„Und danach zu urteilen, daß der Fürst bei diesem harmlosen Scherz wie ein unschuldiges, junges Mädchen errötet, muß er ja – wenigstens glaube ich, das annehmen zu dürfen – als edler Jüngling nur die edelsten Absichten in seinem Herzen hegen,“ sagte, oder richtiger, kaute mit seinem zahnlosen Munde der bis dahin stumme siebzigjährige kleine Lehrer, von dem ein jeder alles andere eher erwartet hätte, als daß er an diesem Abend überhaupt ein Wort hervorbringen würde.
Die Bemerkung des Greises rief noch größere Heiterkeit hervor, und er selbst begann in dem Glauben, daß sein Witz die Ursache des Gelächters sei, noch lauter als die anderen zu lachen – bis er einen so heftigen Hustenanfall bekam, daß Nastassja Filippowna, die für alte Originale, Greise und sogar Schwachsinnige eine besondere Vorliebe besaß, den Alten zu streicheln begann, ihn küßte und ihm Tee bringen ließ. Von der eintretenden Zofe ließ sie sich einen Schal bringen, in den sie sich dann fröstelnd einhüllte. Darauf mußte das Mädchen noch Holzscheite in den Kamin legen. Auf ihre Frage, wieviel Uhr es sei, antwortete das Mädchen, daß es schon halb elf geschlagen habe.
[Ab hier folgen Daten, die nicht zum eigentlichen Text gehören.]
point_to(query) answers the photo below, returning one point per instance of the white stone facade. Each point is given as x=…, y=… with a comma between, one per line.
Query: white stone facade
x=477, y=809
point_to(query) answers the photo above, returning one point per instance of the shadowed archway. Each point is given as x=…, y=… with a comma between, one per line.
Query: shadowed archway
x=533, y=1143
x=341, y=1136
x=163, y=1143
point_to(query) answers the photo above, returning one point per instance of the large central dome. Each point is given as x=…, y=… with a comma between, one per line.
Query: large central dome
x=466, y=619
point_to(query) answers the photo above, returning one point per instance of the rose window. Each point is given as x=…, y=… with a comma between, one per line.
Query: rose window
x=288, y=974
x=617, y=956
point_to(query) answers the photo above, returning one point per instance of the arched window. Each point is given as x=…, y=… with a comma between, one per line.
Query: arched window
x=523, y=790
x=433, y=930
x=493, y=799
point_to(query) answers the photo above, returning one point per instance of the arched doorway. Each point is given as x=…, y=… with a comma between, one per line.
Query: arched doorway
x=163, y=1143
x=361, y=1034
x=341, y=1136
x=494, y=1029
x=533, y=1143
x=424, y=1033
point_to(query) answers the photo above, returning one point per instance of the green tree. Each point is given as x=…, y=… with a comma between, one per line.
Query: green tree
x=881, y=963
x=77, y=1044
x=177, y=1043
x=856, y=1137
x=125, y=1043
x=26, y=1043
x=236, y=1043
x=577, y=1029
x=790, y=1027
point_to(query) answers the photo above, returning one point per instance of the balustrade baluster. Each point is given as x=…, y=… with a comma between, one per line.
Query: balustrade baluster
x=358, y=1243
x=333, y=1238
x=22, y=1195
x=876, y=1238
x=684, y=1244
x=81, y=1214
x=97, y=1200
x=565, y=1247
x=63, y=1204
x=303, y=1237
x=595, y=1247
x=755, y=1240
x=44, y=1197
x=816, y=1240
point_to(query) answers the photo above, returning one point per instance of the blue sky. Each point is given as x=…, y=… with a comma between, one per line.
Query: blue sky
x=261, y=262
„Meine Herren, wollen Sie nicht Champagner trinken?“ fragte plötzlich Nastassja Filippowna. „Er ist bereits kalt gestellt. Vielleicht wird es dann lustiger werden. Also ganz ohne Zeremonien, wenn ich bitten darf.“
Diese Aufforderung, zu trinken, die noch dazu so naiv ausgesprochen wurde, erschien den Anwesenden sehr sonderbar von Nastassja Filippowna. Und überhaupt wurde der Abend diesmal noch ungezwungener, als es die Gäste sonst bei ihr gewöhnt waren. Doch gegen den Champagner hatte niemand etwas einzuwenden, wenigstens was den General, die lebhafte Dame, den alten Lehrer und Ferdyschtschenko betraf. Und ihrem Beispiel folgten auch die anderen. Tozkij nahm gleichfalls einen der Kelche und bemühte sich, dem neueingeführten Ton nach Möglichkeit den Charakter eines unbefangenen Scherzens zu geben. Nur Ganjä trank nicht. Nastassja Filippowna dagegen erklärte, daß sie mindestens drei Glas trinken würde. Es war sehr schwer, aus ihrem oft grundlosen, verlorenen Lachen, das bald ernster Nachdenklichkeit und finsterem Schweigen wich, um dann von neuem in nervöser Heiterkeit hervorzubrechen, klug zu werden oder gar aus ihm zu erraten, was sie für Absichten hegte. Es fiel mit der Zeit auf, daß sie gleichsam etwas erwartete, häufig nach der Uhr sah, immer ungeduldiger wurde und sehr zerstreut war.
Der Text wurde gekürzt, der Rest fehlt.